В первый миг Кузьма Игнатьич решил, будто мальчишка оброс серым волосом. Ошерстился целиком - и щеки с носом, и плечи с грудью, и ладони. Вот только отчего на Маруськиной туше остался чёткий алый силуэт из сотен кровяных капелек?
Яшка тяжело поднялся на ноги. Он шагнул к старику, протягивая мохнатые руки, и Кузьма Игнатьич обмер. Вместо волос в него целились острые иглы. Тонкие жёсткие колючки, сплошь перепачканные кровью. На руках бывшего дурачка они принялись расти, пока не вымахали в вязальные спицы, зато на голове и теле втянулись под кожу.
Права оказалась Марфа - лица у мальчонки больше не было.
Не было и самого мальца. Перед Кузьмой Игнатьичем замерла тварь: с разбухшим пузом, мокрая, но всё ещё жадная до чужой крови.
Сосущая гадость, пиявка.
Переваливаясь, она шагнула вперед.
Старик попятился. Под больную ногу подвернулась кочка, предатель-радикулит взвыл радостно и вцепился огненными зубищами в поясницу. Кузьма Игнатьич охнул и упал на спину. От удара вышибло дух, но мокрая трава спасла: засаленная телогрейка заскользила по ней, руки ухватили воздух, и старик, набирая скорость, покатился с холма.
Он врезался в тухлое болото у подножья и с головой ушёл под воду. Кое-как перевернулся, отплевался и, опёршись на верный костыль, рывком вздёрнул себя на ноги.
Тварь замешкалась. Встала на холме, будто раздумывала: гнаться за новой добычей или дожрать старую?

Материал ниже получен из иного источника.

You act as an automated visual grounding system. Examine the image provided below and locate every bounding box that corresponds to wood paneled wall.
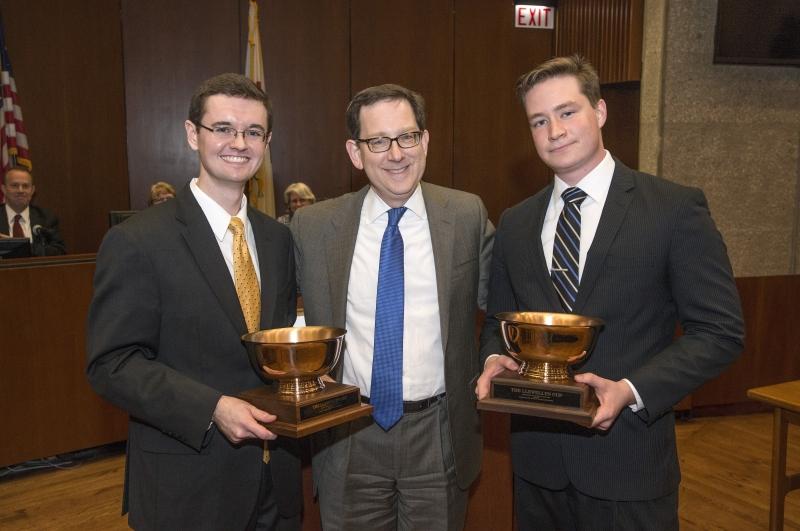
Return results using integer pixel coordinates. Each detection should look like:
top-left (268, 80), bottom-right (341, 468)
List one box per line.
top-left (0, 0), bottom-right (126, 253)
top-left (121, 0), bottom-right (247, 209)
top-left (0, 0), bottom-right (641, 252)
top-left (691, 275), bottom-right (800, 412)
top-left (555, 0), bottom-right (644, 83)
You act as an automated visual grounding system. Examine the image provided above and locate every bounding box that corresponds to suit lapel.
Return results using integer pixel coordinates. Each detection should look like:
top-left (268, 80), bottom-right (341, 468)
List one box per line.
top-left (175, 189), bottom-right (247, 335)
top-left (521, 189), bottom-right (561, 311)
top-left (420, 182), bottom-right (456, 352)
top-left (324, 185), bottom-right (369, 328)
top-left (253, 210), bottom-right (283, 330)
top-left (574, 159), bottom-right (634, 313)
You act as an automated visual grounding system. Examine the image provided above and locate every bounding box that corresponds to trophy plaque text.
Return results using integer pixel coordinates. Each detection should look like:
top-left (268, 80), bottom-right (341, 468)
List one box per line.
top-left (478, 312), bottom-right (603, 426)
top-left (239, 326), bottom-right (372, 438)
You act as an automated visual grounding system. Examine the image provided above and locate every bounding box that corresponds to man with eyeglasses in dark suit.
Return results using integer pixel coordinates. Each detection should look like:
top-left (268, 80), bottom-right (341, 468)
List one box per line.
top-left (291, 85), bottom-right (494, 531)
top-left (87, 74), bottom-right (302, 531)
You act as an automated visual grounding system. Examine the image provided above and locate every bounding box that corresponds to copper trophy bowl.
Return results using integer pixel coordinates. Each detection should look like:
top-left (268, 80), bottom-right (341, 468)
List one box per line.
top-left (242, 326), bottom-right (347, 397)
top-left (239, 326), bottom-right (372, 437)
top-left (478, 312), bottom-right (603, 426)
top-left (496, 312), bottom-right (603, 382)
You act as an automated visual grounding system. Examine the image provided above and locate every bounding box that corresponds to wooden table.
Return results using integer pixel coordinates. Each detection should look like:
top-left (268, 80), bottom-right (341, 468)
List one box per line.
top-left (747, 380), bottom-right (800, 531)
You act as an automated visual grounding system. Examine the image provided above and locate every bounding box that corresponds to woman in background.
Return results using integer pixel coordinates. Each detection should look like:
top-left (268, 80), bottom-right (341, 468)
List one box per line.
top-left (147, 181), bottom-right (175, 206)
top-left (278, 183), bottom-right (317, 225)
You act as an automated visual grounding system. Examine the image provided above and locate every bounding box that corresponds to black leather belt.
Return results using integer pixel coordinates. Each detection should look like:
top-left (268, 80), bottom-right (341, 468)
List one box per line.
top-left (361, 393), bottom-right (446, 413)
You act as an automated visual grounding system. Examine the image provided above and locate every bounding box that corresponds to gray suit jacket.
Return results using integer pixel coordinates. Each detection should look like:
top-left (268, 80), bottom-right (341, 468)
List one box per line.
top-left (291, 182), bottom-right (494, 488)
top-left (481, 160), bottom-right (744, 500)
top-left (87, 186), bottom-right (301, 530)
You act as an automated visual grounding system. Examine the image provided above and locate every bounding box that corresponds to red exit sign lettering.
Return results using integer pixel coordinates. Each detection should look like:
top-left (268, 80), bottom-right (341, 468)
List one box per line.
top-left (514, 5), bottom-right (556, 29)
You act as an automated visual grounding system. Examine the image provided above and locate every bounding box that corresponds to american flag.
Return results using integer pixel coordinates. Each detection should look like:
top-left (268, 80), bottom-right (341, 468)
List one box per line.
top-left (0, 13), bottom-right (33, 202)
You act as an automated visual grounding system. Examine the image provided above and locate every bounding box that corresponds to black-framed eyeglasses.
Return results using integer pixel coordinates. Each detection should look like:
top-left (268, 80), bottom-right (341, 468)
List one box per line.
top-left (356, 131), bottom-right (422, 153)
top-left (197, 124), bottom-right (267, 143)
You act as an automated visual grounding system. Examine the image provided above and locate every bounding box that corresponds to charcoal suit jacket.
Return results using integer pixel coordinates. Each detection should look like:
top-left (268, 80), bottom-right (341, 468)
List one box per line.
top-left (0, 203), bottom-right (67, 256)
top-left (481, 160), bottom-right (743, 500)
top-left (87, 186), bottom-right (302, 530)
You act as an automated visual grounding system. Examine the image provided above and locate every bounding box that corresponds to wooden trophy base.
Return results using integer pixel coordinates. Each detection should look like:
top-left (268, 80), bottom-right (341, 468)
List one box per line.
top-left (478, 370), bottom-right (598, 427)
top-left (239, 382), bottom-right (372, 439)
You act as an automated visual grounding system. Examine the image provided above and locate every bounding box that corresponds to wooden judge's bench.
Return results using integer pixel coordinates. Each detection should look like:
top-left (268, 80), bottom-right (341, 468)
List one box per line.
top-left (0, 254), bottom-right (800, 530)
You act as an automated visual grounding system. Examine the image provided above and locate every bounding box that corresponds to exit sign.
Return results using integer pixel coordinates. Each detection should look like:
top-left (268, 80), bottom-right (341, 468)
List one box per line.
top-left (514, 5), bottom-right (556, 29)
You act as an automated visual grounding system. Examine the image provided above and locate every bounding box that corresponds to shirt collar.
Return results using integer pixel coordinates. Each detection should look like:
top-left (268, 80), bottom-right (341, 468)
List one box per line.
top-left (552, 150), bottom-right (616, 205)
top-left (361, 184), bottom-right (428, 223)
top-left (4, 203), bottom-right (31, 224)
top-left (189, 181), bottom-right (249, 241)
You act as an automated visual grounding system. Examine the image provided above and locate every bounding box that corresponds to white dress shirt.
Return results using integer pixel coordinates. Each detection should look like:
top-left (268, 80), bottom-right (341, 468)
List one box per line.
top-left (542, 150), bottom-right (644, 411)
top-left (342, 186), bottom-right (445, 401)
top-left (5, 204), bottom-right (33, 241)
top-left (542, 151), bottom-right (615, 282)
top-left (189, 178), bottom-right (261, 286)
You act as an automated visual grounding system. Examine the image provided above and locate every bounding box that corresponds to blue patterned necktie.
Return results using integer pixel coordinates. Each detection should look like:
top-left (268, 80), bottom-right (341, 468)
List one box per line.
top-left (369, 207), bottom-right (406, 431)
top-left (550, 187), bottom-right (586, 312)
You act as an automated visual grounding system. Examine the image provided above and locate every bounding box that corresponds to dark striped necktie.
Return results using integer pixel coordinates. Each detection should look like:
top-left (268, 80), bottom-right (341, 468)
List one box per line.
top-left (550, 187), bottom-right (586, 312)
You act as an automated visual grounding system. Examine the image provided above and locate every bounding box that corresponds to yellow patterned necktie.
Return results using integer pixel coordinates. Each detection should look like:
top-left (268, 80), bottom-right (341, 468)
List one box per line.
top-left (228, 216), bottom-right (261, 332)
top-left (228, 216), bottom-right (270, 464)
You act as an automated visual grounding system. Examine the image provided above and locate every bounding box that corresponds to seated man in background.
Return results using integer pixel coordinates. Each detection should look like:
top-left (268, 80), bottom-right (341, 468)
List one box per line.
top-left (147, 181), bottom-right (175, 206)
top-left (0, 166), bottom-right (67, 256)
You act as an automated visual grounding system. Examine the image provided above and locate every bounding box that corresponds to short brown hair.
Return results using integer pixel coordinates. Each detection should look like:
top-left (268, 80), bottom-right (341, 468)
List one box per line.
top-left (347, 84), bottom-right (425, 140)
top-left (516, 54), bottom-right (601, 107)
top-left (0, 164), bottom-right (33, 184)
top-left (189, 74), bottom-right (272, 133)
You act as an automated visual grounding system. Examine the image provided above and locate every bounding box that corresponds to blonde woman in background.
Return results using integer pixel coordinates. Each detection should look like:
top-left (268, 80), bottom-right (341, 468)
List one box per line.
top-left (147, 181), bottom-right (175, 206)
top-left (278, 183), bottom-right (317, 225)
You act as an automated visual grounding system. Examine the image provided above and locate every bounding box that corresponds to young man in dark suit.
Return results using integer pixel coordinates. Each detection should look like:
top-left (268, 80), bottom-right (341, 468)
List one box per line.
top-left (87, 74), bottom-right (301, 530)
top-left (476, 56), bottom-right (743, 530)
top-left (0, 166), bottom-right (67, 256)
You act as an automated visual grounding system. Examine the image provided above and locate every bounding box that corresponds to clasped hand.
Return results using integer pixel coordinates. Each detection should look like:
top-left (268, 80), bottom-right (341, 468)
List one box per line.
top-left (211, 395), bottom-right (277, 444)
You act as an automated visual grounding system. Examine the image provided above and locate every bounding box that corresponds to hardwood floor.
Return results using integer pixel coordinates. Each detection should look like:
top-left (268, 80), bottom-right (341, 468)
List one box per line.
top-left (0, 414), bottom-right (800, 531)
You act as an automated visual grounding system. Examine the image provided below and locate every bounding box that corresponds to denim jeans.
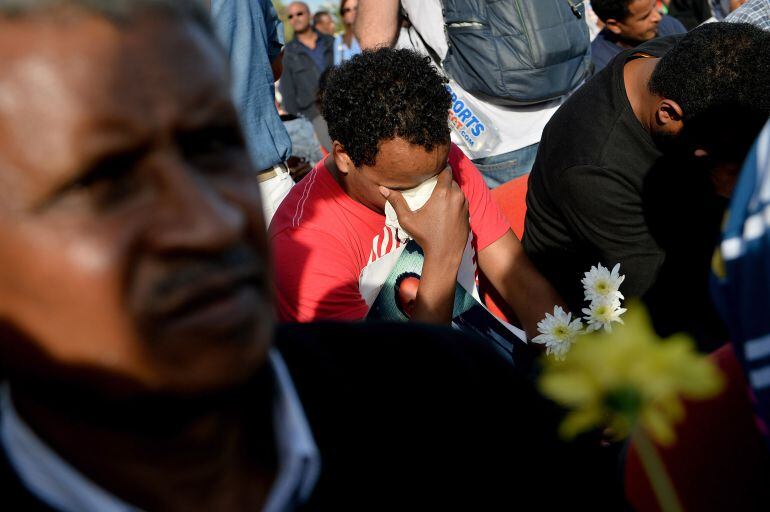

Кузьма Игнатьич, поминутно оборачиваясь, захромал в деревню. Лицо сёк надоевший дождь, сапоги черпали ледяную жижу, но старик не обращал внимания на ерунду. Поскальзывался, но лишь скрипел зубами и торопился дальше.
Когда холм исчез в серой пелене, липкий ужас отодвинулся от сердца.
«Бежать! Уходить из деревни немедля!
– кричало внутри.
– Но как? Ни машины, ни лошади, Степановну на горбу не вытащить. Бросить всех, спастись самому! А далеко ли уковыляешь на костыле?»
«Тогда прятаться!
– вторил разум.
– Запереться, где посуше, и переждать дождину. Глядишь, как просохнет, пиявка или сдохнет, или уберётся в болота. Тогда и бежать».
Он добрёл до «бабьего терема», когда холодное солнце опустилось к деревьям. Мутное окошко светилось, из печной трубы по крыше пласталась тонкая струйка дыма. Видать, оклемалась Битюгова. А где Сява? Ага, сарайные ворота распахнуты, наверняка хлопочет над аппаратом. Вот и славно, все покудова живы. Кузьма Игнатьич привалился к стене и перевёл дух.